About five years ago, the journey of Starletta and William Hairston from the underclass to the upper class hit a roadblock.
Both were born to poor black Southern families. William, a stucco subcontractor, built a thriving business beautifying houses in the gated communities on this resort island, a magnet for wealthy retirees seeking a laid-back lifestyle by the sea. Starletta, a former flight attendant, won accolades for her community activism.
Then Hilton Head suddenly saw a wave of illegal immigrant workers from Mexico. Mr. Hairston, 54 years old, initially hired the Hispanic newcomers for his stucco business, helping it flourish. But soon, some of those same workers splintered off to form their own businesses, undercutting Mr. Hairston with lower bids to capture jobs.
The Hairstons’ saga shows that the issue is not just about low-paid workers, but also entrepreneurs who set out to make their own fortune.

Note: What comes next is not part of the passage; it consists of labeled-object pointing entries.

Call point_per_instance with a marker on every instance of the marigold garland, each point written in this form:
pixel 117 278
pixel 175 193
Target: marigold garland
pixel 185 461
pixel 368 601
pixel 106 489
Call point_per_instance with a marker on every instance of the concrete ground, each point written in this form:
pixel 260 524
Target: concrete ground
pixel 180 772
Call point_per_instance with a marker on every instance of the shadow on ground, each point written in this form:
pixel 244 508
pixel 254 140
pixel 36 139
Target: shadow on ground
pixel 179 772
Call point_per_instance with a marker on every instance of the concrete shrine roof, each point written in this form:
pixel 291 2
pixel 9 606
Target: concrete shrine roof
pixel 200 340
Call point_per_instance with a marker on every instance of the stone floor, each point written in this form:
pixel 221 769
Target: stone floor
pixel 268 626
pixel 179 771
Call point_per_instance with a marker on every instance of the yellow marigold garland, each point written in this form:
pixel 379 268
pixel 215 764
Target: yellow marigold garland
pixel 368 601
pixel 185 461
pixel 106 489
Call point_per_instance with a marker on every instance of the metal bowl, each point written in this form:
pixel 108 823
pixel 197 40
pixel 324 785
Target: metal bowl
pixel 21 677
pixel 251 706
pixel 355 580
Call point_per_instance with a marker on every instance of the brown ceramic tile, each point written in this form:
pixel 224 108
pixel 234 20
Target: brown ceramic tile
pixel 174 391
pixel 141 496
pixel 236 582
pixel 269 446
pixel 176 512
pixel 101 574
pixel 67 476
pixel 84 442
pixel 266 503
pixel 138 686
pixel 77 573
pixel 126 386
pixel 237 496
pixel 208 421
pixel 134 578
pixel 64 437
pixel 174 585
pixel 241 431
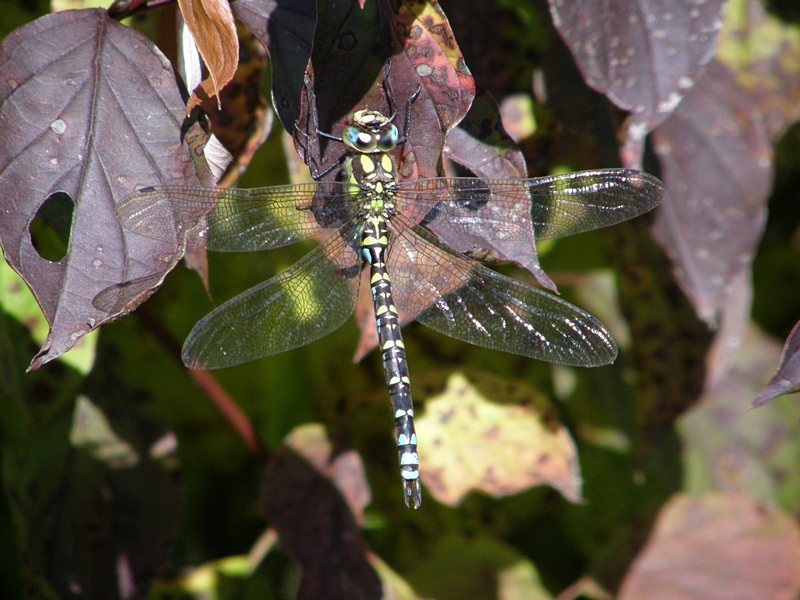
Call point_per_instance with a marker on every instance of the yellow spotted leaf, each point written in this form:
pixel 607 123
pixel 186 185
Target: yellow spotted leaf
pixel 467 442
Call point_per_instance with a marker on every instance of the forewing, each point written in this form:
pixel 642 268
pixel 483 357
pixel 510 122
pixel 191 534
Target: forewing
pixel 460 298
pixel 309 300
pixel 524 209
pixel 243 219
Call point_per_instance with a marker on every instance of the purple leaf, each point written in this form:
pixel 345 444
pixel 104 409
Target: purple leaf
pixel 716 162
pixel 89 110
pixel 644 56
pixel 787 379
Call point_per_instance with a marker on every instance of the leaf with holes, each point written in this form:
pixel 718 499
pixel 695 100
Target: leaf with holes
pixel 104 121
pixel 644 56
pixel 717 164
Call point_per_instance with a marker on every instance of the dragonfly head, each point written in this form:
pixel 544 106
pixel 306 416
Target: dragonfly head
pixel 370 131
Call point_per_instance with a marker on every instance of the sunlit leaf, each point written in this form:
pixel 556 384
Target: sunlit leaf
pixel 466 442
pixel 763 53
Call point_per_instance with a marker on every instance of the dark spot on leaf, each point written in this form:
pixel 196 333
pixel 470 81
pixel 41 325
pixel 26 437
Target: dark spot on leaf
pixel 50 228
pixel 347 41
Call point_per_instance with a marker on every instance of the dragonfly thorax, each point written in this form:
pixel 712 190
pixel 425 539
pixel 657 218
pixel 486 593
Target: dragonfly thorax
pixel 370 132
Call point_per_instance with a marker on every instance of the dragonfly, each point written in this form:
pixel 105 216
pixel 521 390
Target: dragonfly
pixel 374 221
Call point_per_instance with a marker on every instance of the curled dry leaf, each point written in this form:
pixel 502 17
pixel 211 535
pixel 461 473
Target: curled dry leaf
pixel 467 442
pixel 214 33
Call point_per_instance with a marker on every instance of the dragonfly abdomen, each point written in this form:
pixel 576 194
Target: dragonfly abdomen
pixel 374 245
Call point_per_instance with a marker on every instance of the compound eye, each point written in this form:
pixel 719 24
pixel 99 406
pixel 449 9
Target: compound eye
pixel 387 139
pixel 359 140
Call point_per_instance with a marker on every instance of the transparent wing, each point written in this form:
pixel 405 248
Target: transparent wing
pixel 514 209
pixel 304 303
pixel 460 298
pixel 241 219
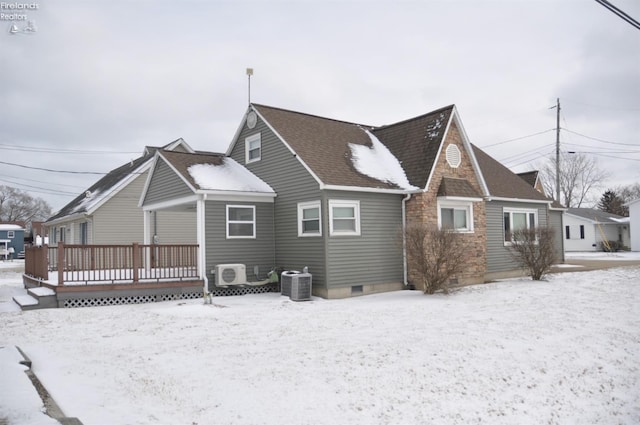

William Hairston has since moved his business to North Carolina. Meanwhile, his wife, Starletta Hairston is a Beaufort County Council member actively working to stem the tide of illegal immigrants in the county. Naturally, the business community opposes the actions, for it would place hardships on construction companies and the service sector.
The two sides hammered out a compromise known as the “Lawful Employment Ordinance.” Final vote on the ordinance takes place at a special meeting of the council on December 27th, just days before six new council members will be sworn in on Jan. 2.